For a fifth year in a row, the state has relied in ever greater numbers on hotels and offices to house children in its care. So now what?

That’s a central question in a report issued Monday by Patrick Dowd, director of the Office of the Family and Children’s Ombuds.

The Department of Children, Youth and Families (DCYF) sent 220 children to sleep in hotels and offices during a 12-month period ending in August. Roughly nine of them were 4 or younger and, while most children spent only a few nights at such emergency placements, one stayed for 126 nights.

The overall number of affected children actually improved from the previous year, when 280 children spent nights in hotels and offices. But the number of collective nights at these locations rose 23% this year — to 1,863 — a reflection of the challenges created by the coronavirus pandemic, Dowd said.

Many foster homes, including 30% of those in King County, stopped taking children because of concerns about the spread of the novel coronavirus.

Before the pandemic hit, Dowd offered ideas about how to fix what he described as an alarming trend. Now, he said he’s examining what can be done to make a bad situation a little more humane while waiting for long-term solutions.


In his view, that means changing DCYF practices in its emergency placements, such as requiring kids to leave a hotel early in the morning and spend all day at an agency office, only to go back to that hotel or a different one in the evening. That results in a “remarkable lack of continuity,” Dowd wrote in his report, as well as “gaps in education, inadequate access to nutritious food, emotional dysregulation” and children losing their belongings in transit.

The report also draws attention to a 42% drop in calls about suspected abuse and neglect. With the pandemic resulting in many children no longer attending school, extracurricular activities or regular doctor appointments, they are not seeing professionals who are mandatory reporters of abuse. Add to that the stress on families created by the pandemic, and there might be considerable abuse and neglect happening out of sight, Dowd suggested.

He also noted the pandemic has had a detrimental impact on efforts to unify families after children have been taken into state care. DCYF initially suspended many in-person visits between children and their parents, making them remote instead, which were a particularly poor substitute for the youngest children, Dowd said. The agency has gradually resumed in-person visits.

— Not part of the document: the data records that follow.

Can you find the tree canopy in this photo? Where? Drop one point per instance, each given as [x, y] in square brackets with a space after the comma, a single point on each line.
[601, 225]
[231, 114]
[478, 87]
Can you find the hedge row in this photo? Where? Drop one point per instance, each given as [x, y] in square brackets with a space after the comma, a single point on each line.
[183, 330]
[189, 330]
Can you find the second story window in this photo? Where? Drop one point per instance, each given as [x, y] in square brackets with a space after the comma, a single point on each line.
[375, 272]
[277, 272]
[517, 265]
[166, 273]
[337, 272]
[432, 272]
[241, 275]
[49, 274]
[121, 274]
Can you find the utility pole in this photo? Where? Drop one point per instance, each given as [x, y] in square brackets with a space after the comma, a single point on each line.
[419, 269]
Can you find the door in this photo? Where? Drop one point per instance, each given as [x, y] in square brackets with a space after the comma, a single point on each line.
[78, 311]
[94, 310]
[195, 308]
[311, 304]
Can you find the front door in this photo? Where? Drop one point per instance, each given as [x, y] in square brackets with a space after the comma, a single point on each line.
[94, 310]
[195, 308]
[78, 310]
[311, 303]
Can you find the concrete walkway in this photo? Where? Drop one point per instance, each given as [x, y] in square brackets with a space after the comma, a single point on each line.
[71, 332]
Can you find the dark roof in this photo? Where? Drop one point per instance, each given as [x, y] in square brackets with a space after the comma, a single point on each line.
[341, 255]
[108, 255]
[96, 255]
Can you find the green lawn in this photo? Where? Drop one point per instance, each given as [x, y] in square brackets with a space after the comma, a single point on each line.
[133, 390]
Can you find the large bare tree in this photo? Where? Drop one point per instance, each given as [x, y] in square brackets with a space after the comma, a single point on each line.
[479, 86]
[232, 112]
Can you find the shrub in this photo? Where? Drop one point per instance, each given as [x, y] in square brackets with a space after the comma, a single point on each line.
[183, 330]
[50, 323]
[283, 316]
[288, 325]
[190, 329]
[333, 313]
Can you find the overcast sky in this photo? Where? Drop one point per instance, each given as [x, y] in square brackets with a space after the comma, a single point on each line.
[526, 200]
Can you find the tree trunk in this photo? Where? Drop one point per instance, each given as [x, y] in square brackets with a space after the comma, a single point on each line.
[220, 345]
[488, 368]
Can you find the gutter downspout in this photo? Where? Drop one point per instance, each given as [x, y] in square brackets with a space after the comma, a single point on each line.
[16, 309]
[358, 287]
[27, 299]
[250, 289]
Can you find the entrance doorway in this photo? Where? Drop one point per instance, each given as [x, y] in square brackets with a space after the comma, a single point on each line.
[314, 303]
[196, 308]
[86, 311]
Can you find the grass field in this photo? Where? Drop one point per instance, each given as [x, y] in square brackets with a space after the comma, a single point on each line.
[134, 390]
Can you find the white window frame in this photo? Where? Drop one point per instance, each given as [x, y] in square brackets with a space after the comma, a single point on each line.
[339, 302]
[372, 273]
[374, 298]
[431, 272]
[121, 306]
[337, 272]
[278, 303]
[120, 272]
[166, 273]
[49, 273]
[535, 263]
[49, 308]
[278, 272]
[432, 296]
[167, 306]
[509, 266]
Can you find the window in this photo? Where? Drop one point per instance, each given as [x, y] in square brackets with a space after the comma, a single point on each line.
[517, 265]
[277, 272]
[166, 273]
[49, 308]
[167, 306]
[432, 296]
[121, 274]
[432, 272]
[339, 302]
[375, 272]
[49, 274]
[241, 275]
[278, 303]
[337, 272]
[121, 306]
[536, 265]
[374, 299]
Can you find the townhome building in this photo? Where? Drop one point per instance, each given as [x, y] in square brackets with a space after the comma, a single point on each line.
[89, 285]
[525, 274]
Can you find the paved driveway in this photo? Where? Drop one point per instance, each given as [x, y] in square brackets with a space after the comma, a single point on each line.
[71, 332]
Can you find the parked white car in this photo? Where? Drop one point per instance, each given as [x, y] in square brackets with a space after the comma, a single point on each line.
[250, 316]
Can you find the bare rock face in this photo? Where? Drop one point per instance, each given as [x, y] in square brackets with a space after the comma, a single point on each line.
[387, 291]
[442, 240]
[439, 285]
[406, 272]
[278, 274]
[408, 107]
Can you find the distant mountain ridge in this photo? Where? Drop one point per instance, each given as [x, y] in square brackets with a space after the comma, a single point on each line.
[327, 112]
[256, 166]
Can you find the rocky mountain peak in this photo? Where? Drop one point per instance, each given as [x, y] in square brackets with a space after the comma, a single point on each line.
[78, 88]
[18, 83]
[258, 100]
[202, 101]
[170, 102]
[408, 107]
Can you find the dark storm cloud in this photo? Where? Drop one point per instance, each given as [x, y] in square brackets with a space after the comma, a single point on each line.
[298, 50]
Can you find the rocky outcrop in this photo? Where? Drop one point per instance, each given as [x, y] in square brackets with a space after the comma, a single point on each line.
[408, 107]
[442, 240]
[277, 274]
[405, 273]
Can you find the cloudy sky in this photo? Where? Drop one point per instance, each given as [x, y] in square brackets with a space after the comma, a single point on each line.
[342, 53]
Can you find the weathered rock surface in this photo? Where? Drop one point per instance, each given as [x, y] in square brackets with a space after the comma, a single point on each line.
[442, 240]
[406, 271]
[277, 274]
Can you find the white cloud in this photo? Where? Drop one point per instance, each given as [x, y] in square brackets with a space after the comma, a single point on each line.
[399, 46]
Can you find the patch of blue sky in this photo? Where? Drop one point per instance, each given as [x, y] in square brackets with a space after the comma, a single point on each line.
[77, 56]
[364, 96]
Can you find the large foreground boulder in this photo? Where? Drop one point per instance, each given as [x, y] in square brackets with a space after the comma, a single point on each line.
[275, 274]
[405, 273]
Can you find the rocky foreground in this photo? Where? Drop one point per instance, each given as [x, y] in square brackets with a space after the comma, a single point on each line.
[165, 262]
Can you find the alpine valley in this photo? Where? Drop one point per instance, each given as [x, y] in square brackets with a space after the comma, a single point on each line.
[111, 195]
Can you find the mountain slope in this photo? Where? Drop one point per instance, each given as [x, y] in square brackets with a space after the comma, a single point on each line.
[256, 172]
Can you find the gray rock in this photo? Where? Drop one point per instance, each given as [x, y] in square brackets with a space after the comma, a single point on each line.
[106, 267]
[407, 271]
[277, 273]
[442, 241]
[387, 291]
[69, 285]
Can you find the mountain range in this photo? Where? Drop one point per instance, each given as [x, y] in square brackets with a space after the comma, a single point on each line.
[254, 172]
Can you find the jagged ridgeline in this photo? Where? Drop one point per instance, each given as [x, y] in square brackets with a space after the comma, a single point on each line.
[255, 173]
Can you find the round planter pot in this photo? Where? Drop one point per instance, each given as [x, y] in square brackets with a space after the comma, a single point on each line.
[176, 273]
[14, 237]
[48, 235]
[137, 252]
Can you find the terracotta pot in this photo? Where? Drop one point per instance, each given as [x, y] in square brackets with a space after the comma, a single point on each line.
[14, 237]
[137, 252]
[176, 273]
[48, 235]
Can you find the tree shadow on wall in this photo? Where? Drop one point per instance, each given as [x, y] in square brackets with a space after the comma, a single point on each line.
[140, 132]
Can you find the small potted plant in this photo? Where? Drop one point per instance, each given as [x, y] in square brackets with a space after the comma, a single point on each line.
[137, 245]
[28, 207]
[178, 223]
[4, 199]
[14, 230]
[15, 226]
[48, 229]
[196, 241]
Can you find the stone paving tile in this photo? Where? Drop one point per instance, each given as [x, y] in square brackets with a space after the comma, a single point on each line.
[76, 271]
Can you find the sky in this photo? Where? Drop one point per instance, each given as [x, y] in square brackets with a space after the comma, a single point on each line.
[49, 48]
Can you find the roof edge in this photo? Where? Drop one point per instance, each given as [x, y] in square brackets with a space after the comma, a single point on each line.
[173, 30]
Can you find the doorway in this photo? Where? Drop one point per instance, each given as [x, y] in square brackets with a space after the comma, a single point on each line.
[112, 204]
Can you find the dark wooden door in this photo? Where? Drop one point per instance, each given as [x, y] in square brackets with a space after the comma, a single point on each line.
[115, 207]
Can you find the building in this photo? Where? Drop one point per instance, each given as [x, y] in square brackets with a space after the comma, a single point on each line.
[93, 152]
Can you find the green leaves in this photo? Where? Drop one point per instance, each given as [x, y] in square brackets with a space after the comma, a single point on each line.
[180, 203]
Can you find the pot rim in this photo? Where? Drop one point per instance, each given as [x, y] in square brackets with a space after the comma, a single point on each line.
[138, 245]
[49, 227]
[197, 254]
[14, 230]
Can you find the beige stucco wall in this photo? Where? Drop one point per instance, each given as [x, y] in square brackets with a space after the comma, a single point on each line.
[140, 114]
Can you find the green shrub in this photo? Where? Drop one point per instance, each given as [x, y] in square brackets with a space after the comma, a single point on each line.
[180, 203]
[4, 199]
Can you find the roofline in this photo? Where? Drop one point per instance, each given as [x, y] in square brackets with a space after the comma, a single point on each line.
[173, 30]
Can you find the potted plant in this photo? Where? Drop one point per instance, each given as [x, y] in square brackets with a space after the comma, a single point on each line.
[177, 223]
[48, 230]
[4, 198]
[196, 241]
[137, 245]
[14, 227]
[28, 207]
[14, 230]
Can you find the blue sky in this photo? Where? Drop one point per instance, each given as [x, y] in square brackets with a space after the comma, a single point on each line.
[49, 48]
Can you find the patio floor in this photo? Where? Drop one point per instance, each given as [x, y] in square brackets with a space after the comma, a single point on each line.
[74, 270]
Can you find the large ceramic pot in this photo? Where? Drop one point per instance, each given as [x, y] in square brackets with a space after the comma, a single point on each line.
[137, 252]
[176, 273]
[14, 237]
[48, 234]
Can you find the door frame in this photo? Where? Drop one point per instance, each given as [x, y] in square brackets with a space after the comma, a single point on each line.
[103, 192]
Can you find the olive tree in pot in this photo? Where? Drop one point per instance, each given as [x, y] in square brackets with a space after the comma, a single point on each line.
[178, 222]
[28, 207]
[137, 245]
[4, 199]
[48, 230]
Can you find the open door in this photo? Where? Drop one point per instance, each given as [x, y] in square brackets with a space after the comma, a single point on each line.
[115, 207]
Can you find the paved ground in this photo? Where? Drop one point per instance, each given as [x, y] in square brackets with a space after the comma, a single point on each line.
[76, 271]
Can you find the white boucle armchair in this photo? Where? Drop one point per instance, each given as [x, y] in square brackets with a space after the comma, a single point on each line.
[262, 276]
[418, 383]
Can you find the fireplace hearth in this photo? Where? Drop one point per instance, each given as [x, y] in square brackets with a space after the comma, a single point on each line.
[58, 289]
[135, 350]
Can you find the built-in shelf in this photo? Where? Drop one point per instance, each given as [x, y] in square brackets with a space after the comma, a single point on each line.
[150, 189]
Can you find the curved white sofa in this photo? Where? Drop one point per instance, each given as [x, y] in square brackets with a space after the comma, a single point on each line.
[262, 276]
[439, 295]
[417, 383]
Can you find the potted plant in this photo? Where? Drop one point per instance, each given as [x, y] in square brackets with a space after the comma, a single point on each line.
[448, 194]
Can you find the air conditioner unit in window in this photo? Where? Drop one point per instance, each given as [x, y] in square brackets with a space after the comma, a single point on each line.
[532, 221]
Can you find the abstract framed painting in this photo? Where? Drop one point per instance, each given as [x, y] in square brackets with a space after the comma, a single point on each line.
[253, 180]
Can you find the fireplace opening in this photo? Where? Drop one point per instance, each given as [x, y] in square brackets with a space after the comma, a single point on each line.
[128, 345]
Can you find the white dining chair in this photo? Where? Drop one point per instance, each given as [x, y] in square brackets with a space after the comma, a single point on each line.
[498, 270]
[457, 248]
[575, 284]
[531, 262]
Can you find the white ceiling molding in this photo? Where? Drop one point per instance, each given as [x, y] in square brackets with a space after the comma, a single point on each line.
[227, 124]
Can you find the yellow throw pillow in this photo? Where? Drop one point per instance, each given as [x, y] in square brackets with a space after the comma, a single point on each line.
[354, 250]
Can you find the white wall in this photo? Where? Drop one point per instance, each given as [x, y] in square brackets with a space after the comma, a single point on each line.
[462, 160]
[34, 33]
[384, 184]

Tara Urs, special counsel for civil practice and policy for the King County Department of Public Defense, whose clients include children and parents separated by the state, said she was pleased with the pressure she believes the report will place on DCYF regarding hotel and office stays.

It acknowledges such stays are happening “in the worst possible way,” she said, adding trauma to children already traumatized by being taken into state care. Urs said her office has heard from its young clients about driving around in the evening to pick up other kids so they can all go to a hotel together. They describe it as “a particularly sad part of the day,” she said.

DCYF Secretary Ross Hunter generally praised Dowd’s report, saying “Patrick nails it.”


Hotel and office says are “a terrible problem,” Hunter said. “And it’s hard to fix. … We just don’t have places for some kids to be.”

The department has taken some measures, he said. In line with one of Dowd’s recommendations from last year, DCYF has trained “therapeutic” foster parents to care for children with complex and severe behavioral challenges, who will also receive mental health support. In the next several months, the department will have spaces for 15 children in these foster homes.

After a delay in implementing funding allocated by the Legislature, the department will also soon have 27 new spaces in group homes for children with such challenges.

Still, he said, that won’t be enough. He said the Legislature needs to fund more beds at inpatient facilities for children with developmental disabilities.

In the meantime, Hunter said he is uncertain about Dowd’s recommendation to normalize hotel and office stays, because improving such placements may make them more likely to be seen as semi-permanent solutions. He said he planned to consult with his counterparts across the country about the proposal.

“I want to think about that before I have a knee-jerk response,” he said.